Subject: Re: Sendmail and spam question
To: John Klos <john@sixgirls.org>
From: David Laight <david@l8s.co.uk>
List: netbsd-help
Date: 07/30/2003 18:14:45
> > FWIW it is hard to get sendmail to put in the address of the interface
> > on which the email is beig sent. The address of its main interface
> > may not be in a publically visible DNS (eg if it is a 192.168.x.x address)
> > Doing so (look at the headers for this mail) means that the systems
> > actual name is completely absent.
>
> Actually, that's really easy:
> O DaemonPortOptions=Family=inet, address=0.0.0.0, Name=MTA
> O DaemonPortOptions=Family=inet6, address=::, Name=MTA6, Modifiers=O
> #O ClientPortOptions=Address=0.0.0.0
I think you will find that the above makes it put in the address of
the systems main interface at the time sendmail is started.

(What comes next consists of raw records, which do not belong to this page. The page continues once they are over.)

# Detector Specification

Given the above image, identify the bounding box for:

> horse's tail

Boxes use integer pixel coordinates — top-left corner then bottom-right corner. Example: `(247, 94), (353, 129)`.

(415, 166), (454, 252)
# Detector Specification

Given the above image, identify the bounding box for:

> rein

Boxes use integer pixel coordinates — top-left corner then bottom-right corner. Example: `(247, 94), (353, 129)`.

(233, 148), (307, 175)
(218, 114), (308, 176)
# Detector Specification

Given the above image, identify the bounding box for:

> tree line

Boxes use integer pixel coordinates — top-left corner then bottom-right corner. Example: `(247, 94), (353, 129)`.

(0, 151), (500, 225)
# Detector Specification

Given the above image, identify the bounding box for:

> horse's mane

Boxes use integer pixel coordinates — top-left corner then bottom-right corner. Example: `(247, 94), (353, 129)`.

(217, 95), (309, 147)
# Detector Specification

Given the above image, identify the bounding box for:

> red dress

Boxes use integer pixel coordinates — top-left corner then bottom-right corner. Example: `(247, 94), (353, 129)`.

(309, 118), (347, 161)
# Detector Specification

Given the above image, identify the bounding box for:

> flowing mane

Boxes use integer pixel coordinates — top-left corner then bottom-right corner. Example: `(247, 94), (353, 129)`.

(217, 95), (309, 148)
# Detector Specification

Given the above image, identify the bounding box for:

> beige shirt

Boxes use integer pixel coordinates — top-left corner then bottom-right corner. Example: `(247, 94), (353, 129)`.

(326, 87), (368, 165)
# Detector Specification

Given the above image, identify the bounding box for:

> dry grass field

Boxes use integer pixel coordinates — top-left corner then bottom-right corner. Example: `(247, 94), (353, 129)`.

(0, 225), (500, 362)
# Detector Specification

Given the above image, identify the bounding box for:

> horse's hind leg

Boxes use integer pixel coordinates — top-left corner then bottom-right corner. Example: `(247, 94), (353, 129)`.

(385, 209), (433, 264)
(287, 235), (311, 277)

> If a server tells me that it's address is 192.168.something, I certainly
> do want to drop that server's email as spam.
Probably true - but maybe not, it could be someone behind a NAT relay.
> > Checking for the MX record (ie requiring that the outbound mail gateway
> > is the same is the inward one) will surely lead to incorrect bounces.
>
> That's why I don't want to do that. I want to check A AND MX records; the
> name which is given should be a working address in one of the two sets of
> addresses.
Do you mean you want to find an A record and an MX record, or an A record or
and MX record? Hoping for the former is rather pointless.
In any case the only MX record for host.subdomain@domain is likely to
be for domain, and very likely to point somewhere entirely different.
Even if I sent my outward mail via my ISPs mail relay, you wouldn't get
an MX match. I don't send it that way because their relay is often down
(and in any case it gets blacklisted along with all the dialup addresses).